BP has announced that it has finally stopped the flow of oil into the Gulf of Mexico.
It's been 85 days, 16 hours, and 25 minutes since the Deepwater Horizon oil rig exploded, killed 11 people and started an environmental disaster unlike any the United States has ever seen.
Communities along the Gulf of Mexico are breathing a sigh of relief, and the market has responded favorably to the news, giving BP a 5 percent bump to its share price.
Still, BP officials are quick to point out that this is not a permanent fix. For the first 48 hours, engineers are carefully watching the pressure on the wellhead, with higher pressure being desirable. Less than 6,000 pounds per square inch, means a leak somewhere else in the well.
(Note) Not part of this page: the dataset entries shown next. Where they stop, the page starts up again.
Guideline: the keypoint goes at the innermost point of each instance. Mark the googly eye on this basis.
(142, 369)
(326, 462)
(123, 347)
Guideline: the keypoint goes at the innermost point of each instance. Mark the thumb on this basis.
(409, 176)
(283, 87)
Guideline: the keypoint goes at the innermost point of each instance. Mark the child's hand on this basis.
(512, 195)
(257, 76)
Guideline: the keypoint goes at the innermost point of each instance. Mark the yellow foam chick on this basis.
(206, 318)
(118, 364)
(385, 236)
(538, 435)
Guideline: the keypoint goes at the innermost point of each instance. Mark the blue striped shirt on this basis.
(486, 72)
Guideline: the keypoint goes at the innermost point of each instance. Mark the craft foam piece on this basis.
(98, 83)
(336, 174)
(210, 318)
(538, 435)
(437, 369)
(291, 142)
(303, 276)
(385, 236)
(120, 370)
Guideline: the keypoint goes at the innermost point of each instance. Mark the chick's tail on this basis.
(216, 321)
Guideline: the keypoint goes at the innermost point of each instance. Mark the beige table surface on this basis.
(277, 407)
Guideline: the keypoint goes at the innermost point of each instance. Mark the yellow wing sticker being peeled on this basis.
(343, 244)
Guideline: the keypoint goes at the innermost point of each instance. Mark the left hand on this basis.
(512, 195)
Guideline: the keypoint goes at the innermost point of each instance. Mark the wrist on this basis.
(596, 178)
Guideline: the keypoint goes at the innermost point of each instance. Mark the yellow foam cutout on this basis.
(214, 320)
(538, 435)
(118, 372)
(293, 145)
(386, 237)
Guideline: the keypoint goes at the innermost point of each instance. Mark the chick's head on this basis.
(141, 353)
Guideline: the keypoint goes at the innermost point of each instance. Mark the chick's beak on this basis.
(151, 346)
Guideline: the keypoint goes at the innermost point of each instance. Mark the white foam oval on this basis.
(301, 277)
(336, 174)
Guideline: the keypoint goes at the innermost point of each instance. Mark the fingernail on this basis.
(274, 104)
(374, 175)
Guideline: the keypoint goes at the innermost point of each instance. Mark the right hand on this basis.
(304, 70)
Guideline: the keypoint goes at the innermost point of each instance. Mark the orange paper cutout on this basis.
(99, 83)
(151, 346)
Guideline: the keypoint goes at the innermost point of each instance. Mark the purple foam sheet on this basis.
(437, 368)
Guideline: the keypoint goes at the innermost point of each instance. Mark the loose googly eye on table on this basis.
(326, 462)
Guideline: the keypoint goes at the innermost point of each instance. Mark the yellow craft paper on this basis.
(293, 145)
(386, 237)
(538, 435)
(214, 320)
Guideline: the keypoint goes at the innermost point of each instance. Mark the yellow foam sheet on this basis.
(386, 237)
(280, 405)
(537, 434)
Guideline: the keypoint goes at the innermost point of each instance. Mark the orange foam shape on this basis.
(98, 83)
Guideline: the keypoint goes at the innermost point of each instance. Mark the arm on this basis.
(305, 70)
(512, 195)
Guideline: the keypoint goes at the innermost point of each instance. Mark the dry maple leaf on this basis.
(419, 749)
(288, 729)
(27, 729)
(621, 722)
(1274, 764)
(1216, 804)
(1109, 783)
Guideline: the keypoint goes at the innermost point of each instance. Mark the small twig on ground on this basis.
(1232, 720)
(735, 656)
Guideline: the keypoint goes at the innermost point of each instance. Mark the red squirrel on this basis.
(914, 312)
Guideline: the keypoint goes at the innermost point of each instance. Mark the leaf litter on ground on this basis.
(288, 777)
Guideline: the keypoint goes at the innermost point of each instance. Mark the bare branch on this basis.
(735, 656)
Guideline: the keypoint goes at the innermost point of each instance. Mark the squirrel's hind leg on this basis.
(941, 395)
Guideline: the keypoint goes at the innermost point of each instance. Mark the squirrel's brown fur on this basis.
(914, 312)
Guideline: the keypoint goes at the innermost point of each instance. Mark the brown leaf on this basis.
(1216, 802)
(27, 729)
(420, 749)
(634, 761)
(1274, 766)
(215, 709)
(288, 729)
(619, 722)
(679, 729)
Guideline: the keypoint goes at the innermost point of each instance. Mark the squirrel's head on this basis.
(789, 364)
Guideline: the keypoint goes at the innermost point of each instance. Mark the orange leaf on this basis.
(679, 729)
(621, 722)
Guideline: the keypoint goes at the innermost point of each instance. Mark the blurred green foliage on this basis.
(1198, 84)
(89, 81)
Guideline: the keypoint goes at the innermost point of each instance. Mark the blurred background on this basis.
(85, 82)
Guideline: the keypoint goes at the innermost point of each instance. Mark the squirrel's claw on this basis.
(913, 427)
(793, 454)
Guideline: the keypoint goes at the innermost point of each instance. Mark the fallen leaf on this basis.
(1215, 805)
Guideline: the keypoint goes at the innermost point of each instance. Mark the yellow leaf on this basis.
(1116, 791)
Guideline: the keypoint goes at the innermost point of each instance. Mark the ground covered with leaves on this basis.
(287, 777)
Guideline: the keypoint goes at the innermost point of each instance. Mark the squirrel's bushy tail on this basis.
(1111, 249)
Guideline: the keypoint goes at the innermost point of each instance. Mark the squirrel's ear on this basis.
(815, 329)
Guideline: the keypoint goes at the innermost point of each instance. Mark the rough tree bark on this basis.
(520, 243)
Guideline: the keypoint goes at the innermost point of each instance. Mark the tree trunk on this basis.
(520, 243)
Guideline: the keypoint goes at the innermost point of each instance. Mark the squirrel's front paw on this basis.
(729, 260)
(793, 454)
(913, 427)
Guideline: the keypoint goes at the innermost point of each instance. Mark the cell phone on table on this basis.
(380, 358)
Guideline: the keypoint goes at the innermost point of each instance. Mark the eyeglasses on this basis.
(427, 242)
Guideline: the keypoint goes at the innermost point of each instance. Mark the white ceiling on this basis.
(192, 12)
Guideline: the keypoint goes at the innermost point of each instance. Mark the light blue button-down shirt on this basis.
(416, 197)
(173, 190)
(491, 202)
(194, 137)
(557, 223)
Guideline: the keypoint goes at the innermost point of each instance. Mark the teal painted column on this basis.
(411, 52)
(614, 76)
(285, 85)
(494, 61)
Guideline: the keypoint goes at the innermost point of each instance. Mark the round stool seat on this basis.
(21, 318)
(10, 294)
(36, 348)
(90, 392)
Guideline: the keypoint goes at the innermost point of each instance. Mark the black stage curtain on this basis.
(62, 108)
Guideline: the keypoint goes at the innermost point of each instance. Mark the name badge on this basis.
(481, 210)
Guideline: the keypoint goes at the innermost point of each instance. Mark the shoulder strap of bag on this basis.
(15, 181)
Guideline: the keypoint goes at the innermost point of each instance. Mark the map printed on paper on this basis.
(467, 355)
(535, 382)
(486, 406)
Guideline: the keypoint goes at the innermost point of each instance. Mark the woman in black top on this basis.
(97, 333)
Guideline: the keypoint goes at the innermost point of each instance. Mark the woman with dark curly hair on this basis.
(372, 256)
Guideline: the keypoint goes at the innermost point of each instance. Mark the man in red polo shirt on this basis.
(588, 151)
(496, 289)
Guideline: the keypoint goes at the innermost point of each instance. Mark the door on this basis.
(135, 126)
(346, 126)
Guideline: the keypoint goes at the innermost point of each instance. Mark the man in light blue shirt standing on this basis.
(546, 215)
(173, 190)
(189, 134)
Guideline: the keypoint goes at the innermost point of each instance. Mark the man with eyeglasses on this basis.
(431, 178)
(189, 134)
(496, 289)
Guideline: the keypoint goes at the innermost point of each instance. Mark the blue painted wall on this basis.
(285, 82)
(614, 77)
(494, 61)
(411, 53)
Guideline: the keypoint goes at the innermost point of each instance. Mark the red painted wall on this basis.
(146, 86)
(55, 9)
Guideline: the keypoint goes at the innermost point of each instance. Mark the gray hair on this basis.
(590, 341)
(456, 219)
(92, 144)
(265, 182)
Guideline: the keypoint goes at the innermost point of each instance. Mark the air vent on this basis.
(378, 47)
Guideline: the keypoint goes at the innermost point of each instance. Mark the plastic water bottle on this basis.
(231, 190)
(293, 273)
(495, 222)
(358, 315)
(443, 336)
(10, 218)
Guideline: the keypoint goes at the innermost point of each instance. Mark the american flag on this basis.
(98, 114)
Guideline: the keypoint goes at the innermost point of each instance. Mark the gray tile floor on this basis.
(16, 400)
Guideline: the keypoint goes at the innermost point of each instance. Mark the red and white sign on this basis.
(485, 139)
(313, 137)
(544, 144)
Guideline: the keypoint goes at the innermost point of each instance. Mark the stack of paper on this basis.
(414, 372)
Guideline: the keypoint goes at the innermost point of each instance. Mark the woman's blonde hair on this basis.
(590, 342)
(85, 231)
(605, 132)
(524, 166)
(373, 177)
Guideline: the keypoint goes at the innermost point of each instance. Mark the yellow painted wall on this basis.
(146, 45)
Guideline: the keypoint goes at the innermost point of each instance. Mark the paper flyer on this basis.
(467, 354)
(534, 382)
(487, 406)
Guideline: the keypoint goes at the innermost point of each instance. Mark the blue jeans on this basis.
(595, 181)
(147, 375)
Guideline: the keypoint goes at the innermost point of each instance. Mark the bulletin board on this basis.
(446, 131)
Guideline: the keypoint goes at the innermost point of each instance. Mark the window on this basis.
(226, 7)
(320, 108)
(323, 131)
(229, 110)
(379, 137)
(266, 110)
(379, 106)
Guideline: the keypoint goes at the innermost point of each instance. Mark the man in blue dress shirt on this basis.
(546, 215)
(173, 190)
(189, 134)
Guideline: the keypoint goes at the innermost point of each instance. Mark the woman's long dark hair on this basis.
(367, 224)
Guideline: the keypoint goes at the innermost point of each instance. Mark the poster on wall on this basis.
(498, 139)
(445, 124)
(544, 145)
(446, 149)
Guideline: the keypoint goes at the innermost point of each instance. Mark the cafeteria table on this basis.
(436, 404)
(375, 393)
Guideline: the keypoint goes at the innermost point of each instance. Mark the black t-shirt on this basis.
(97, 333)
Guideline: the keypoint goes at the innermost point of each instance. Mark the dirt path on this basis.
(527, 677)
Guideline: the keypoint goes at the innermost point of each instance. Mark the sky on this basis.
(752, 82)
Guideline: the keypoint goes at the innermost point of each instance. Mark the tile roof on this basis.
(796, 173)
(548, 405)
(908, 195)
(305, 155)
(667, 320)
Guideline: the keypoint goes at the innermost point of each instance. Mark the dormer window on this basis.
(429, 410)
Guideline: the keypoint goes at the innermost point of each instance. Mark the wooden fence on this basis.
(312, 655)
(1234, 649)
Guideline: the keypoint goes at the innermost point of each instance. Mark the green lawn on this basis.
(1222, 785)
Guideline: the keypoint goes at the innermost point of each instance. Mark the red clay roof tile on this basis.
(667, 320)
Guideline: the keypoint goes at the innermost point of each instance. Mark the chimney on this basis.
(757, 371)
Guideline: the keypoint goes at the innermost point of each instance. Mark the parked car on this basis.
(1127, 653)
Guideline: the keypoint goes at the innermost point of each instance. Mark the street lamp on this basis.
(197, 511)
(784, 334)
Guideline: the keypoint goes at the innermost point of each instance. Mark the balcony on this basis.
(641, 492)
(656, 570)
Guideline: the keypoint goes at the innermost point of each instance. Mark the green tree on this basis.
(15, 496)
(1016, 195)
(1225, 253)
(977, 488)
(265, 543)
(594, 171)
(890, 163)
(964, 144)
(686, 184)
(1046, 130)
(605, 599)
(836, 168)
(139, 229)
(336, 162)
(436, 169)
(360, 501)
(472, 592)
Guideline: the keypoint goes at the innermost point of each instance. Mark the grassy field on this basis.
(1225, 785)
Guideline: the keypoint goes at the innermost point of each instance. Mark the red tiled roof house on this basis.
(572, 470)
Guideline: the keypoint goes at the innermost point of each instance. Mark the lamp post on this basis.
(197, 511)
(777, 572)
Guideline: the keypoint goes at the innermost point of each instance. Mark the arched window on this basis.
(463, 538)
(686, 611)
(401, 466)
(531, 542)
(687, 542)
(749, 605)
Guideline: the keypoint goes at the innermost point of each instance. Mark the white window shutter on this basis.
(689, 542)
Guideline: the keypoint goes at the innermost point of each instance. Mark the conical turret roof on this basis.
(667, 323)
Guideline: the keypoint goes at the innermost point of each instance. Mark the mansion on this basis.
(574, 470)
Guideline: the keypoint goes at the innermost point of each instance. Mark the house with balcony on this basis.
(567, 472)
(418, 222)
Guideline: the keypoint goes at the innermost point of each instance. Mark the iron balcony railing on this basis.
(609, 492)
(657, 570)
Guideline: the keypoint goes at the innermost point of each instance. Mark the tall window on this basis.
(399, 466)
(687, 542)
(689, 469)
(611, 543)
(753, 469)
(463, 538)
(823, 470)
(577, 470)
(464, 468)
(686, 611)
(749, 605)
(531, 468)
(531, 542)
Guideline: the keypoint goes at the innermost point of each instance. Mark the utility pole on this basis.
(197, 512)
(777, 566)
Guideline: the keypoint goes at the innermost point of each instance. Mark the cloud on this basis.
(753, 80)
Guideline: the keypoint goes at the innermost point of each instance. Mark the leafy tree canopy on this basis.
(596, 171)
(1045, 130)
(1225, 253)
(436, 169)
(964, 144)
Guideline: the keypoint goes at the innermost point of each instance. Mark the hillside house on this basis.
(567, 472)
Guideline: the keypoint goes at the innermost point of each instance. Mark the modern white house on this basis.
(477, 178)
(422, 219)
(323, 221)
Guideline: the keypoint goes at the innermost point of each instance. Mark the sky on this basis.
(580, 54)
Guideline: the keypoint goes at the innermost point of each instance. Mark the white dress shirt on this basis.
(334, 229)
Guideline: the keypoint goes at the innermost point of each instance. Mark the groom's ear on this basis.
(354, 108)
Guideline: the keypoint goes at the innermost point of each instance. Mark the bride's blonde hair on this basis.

BP vice president Kent Wells declared the well sealed at a 2:25 pm news conference, and summed up the situation:
"I am very pleased that there's no oil going into the Gulf of Mexico," he said. In fact, I'm really excited there's no oil going into the Gulf of Mexico."
BP is still continuing to drill two relief wells, which are expected to be finished in the next few weeks. The plan is to use the relief wells to fill the plugged well with mud and cement to guarantee a permanent fix.
Meanwhile, BP and federal and state authorities are turning their attention to the estimated 93.5 to 184.3 million gallons of crude oil that has already escaped into the Gulf of Mexico.